Air oxidation method employed for the disulfide bond formation of natural and synthetic peptides.

Among the available protocols, chemically driven approaches to oxidize cysteine may not be required for molecules that, under the native-like conditions, naturally fold in conformations ensuring an effective pairing of the right disulfide bridge pattern. In this contest, we successfully prepared the distinctin, a natural heterodimeric peptide, and some synthetic cyclic peptides that are inhibitors of the CXCR4 receptor. In the first case, the air oxidation reaction allowed to connect two peptide chains via disulfide bridge, while in the second case allowed the cyclization of rationally designed peptides by an intramolecular disulfide bridge. Computational approaches helped to either drive de-novo design or suggest structural modifications and optimal oxidization protocols for disulfide-containing molecules. They are able to both predict and to rationalize the propensity of molecules to spontaneously fold in suitable conformations to achieve the right disulfide bridges.

Lipidated peptides via post-synthetic thioalkylation promoted by molecular sieves.

A thioalkylation procedure, which uses molecular sieves to promote the reaction, was exploited to provide peptides with useful functional groups (lipidic moieties), naturally occurring on proteins as post-translational modifications. The procedure was further implemented to synthesize tailor-made lipidated peptides, interesting tools to investigate biological processes involving their Ras parent proteins. Moreover, the one-pot preparation of multi-alkylated peptides confirms the versatility and flexibility of the employed methodology.

Cysteine co-oxidation process driven by native peptide folding: an example on HER2 receptor model system.

Synthetic models of receptors that have relevant biological roles are valuable tools for studying receptors itself and the corresponding ligands. Their properties can be validated at first by their capacity to fold in solution under native-like conditions and to assume conformations structurally and functionally equivalent to those in the native receptor. In this context, a new strategy to prepare the two-fragments synthetic receptor model HER2-DIVMP, an independent structural and functional motif of HER2, has been developed and the folding properties have been investigated. The strategy is based on a one-step cysteine co-oxidation procedure in slightly alkaline aqueous buffers, whereby the two separate peptide chains are allowed to self-assemble in solution. Under these conditions, the two chains spontaneously form the expected heterodimer with the correct pattern of disulfide bridges. To gain insights on the folding mechanism, we investigated the folding of two scrambled variants of the constituent peptide chains.

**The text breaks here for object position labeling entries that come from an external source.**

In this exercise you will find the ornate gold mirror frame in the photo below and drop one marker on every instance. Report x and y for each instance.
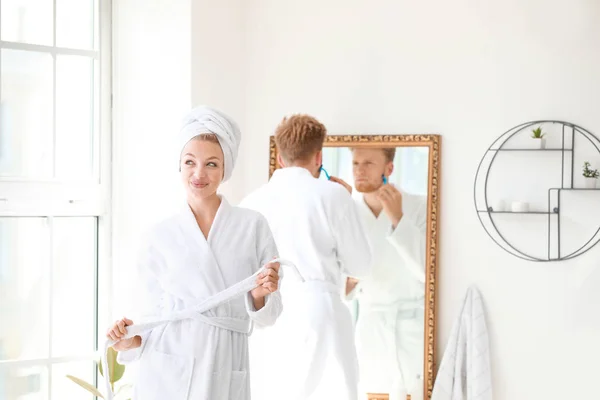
(433, 142)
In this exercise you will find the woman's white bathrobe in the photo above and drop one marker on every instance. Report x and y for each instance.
(196, 359)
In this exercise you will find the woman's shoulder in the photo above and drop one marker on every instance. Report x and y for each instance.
(247, 214)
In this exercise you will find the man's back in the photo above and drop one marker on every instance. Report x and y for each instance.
(315, 224)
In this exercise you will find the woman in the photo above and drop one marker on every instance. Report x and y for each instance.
(192, 256)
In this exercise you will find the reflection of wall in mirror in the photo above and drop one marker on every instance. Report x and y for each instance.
(411, 166)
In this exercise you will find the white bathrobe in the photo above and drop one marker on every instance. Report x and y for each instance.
(312, 352)
(465, 372)
(192, 359)
(390, 324)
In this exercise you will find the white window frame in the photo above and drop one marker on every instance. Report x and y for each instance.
(49, 198)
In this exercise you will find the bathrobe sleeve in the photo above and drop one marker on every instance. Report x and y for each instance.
(150, 296)
(267, 250)
(409, 239)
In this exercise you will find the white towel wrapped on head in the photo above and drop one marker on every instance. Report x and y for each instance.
(203, 120)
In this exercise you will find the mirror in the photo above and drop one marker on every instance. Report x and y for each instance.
(394, 180)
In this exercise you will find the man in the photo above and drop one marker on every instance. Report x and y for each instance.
(316, 225)
(389, 328)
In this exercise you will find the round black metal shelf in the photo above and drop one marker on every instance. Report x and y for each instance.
(490, 218)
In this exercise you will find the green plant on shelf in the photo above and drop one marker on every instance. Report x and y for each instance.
(588, 172)
(537, 133)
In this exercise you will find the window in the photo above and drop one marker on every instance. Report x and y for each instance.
(54, 193)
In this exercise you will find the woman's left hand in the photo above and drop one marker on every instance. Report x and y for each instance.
(267, 281)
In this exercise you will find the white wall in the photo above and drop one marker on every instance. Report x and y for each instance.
(152, 91)
(468, 70)
(218, 73)
(465, 69)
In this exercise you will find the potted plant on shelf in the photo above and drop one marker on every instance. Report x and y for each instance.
(538, 135)
(116, 372)
(591, 176)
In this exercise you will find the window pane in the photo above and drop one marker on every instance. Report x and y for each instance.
(75, 23)
(23, 383)
(24, 288)
(26, 104)
(73, 280)
(75, 89)
(27, 21)
(64, 388)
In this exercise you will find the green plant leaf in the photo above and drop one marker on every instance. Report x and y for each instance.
(124, 392)
(87, 386)
(116, 370)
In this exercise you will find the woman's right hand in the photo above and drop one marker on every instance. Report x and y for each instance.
(118, 330)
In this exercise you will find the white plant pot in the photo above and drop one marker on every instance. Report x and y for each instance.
(539, 143)
(591, 183)
(519, 206)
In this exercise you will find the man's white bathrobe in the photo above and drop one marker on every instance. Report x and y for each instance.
(390, 324)
(196, 359)
(312, 352)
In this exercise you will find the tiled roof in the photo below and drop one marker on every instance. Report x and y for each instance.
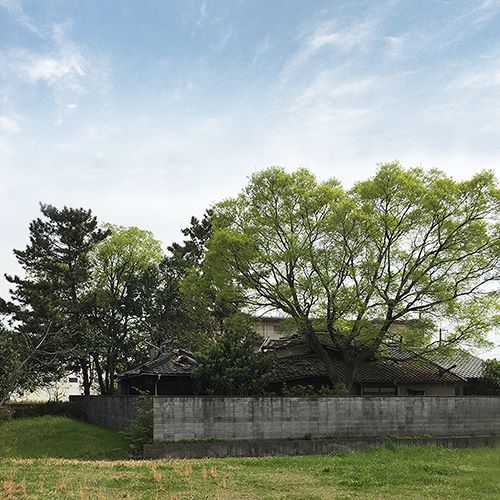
(461, 363)
(417, 371)
(172, 362)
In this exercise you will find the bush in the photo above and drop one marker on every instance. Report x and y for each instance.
(298, 390)
(309, 390)
(229, 366)
(5, 414)
(333, 390)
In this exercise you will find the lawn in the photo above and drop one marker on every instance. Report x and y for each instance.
(392, 472)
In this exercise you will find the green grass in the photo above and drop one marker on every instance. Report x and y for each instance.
(390, 472)
(58, 437)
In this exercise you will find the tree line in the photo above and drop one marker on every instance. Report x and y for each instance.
(404, 247)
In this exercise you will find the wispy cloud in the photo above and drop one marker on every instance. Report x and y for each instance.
(326, 36)
(15, 10)
(9, 125)
(36, 67)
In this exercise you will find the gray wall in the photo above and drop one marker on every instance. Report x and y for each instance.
(113, 412)
(192, 417)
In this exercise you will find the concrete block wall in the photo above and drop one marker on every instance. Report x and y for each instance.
(113, 412)
(194, 417)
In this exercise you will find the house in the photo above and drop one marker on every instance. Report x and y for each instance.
(398, 372)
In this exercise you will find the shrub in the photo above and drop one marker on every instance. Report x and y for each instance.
(5, 414)
(229, 366)
(298, 390)
(309, 390)
(333, 390)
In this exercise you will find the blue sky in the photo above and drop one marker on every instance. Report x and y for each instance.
(149, 111)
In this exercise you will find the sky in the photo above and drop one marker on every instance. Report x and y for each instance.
(150, 111)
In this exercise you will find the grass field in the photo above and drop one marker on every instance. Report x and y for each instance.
(54, 457)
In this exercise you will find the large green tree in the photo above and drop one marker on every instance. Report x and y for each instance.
(122, 264)
(353, 264)
(51, 299)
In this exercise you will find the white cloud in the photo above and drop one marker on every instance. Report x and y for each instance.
(17, 13)
(328, 35)
(37, 67)
(9, 125)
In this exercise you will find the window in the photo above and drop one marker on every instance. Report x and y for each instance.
(416, 392)
(380, 390)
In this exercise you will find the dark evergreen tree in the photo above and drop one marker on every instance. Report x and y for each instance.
(53, 297)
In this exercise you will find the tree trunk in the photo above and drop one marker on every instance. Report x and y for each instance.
(321, 352)
(100, 380)
(352, 368)
(84, 366)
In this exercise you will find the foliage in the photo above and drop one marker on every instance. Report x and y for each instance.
(26, 363)
(140, 430)
(121, 264)
(490, 381)
(405, 245)
(333, 390)
(309, 390)
(298, 390)
(50, 304)
(230, 366)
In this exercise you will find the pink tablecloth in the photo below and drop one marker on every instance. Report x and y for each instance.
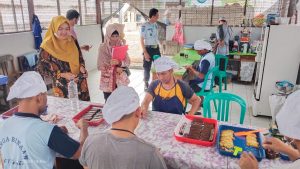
(158, 129)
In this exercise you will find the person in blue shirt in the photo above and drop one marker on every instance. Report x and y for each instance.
(149, 43)
(207, 62)
(26, 141)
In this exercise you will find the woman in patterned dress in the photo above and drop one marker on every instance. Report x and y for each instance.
(61, 59)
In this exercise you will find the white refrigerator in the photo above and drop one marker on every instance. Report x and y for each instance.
(278, 60)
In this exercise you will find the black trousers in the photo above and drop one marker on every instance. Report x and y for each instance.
(106, 95)
(147, 64)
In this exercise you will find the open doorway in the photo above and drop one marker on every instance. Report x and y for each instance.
(132, 18)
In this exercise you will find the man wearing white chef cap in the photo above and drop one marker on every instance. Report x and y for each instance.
(288, 120)
(120, 147)
(207, 63)
(167, 93)
(25, 140)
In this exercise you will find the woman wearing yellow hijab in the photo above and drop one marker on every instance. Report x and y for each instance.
(61, 59)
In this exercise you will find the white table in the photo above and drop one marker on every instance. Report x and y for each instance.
(158, 129)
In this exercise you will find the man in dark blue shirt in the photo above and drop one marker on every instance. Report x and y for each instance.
(26, 140)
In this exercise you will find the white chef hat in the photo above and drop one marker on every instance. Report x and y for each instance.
(288, 118)
(164, 63)
(201, 45)
(222, 18)
(29, 84)
(123, 101)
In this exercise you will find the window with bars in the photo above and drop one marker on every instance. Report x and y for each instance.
(45, 10)
(66, 5)
(14, 16)
(195, 13)
(88, 12)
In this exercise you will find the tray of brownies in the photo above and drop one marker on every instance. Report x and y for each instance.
(92, 113)
(196, 130)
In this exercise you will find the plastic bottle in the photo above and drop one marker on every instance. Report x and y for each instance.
(73, 95)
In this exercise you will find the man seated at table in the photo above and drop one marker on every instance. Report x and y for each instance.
(167, 93)
(288, 121)
(207, 63)
(120, 147)
(25, 140)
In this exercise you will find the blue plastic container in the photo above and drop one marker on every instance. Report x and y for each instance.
(284, 157)
(3, 80)
(259, 153)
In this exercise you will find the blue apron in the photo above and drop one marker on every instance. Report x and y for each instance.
(169, 105)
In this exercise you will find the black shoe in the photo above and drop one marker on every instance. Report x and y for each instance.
(146, 86)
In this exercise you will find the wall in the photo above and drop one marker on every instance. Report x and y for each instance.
(18, 44)
(89, 35)
(193, 33)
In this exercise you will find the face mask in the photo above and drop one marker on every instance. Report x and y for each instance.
(44, 111)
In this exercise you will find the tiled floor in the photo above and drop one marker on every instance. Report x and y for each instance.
(136, 81)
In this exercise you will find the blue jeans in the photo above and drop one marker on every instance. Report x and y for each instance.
(147, 64)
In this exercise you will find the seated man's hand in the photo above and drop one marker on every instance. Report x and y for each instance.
(188, 67)
(248, 161)
(64, 129)
(144, 112)
(274, 144)
(82, 124)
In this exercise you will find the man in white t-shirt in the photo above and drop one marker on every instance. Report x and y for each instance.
(26, 141)
(120, 147)
(288, 120)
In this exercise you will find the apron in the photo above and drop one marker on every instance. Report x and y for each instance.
(163, 104)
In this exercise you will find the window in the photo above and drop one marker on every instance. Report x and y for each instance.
(196, 13)
(232, 10)
(88, 12)
(14, 16)
(45, 10)
(66, 5)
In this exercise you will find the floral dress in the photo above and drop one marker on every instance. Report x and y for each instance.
(50, 66)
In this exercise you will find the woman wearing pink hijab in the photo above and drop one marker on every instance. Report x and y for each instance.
(112, 70)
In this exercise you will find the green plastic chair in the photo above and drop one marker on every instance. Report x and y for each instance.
(224, 100)
(221, 74)
(203, 92)
(212, 71)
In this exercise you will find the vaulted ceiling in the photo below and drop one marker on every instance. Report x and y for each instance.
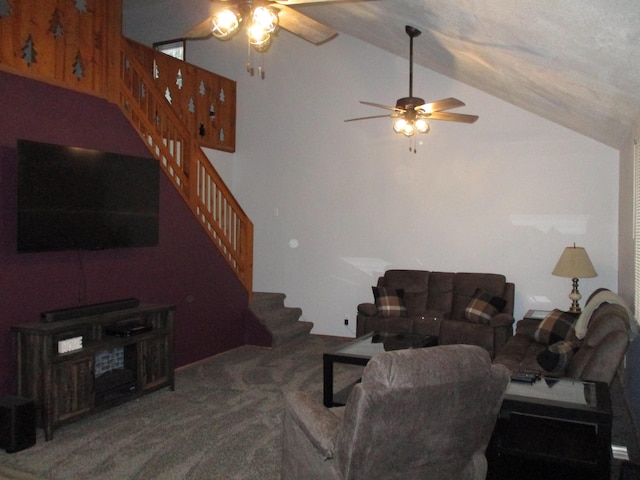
(574, 62)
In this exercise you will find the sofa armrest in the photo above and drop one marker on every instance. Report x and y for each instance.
(317, 422)
(527, 327)
(367, 309)
(501, 320)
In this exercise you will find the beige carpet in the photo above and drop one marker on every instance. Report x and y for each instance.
(224, 421)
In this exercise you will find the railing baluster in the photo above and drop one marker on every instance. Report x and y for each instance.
(176, 149)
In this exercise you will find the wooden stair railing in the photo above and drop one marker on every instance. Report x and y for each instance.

Chemical modifications of peptide sequences via S-alkylation reaction.

A chemoselective, convenient, and mild synthetic strategy to modify peptides on a cysteine sulfhydryl group is described. It simply requires activated molecular sieves to selectively promote S-alkylation in the presence of peptide nucleophilic functionalities. The procedure is easy to perform, fast, and provides high yields even in the case of poor electrophilic groups. Moreover, the method allows an efficient one-pot poly alkylation, proving that the sulfhydryl reactivity does not rely on its specific position within the peptide sequence.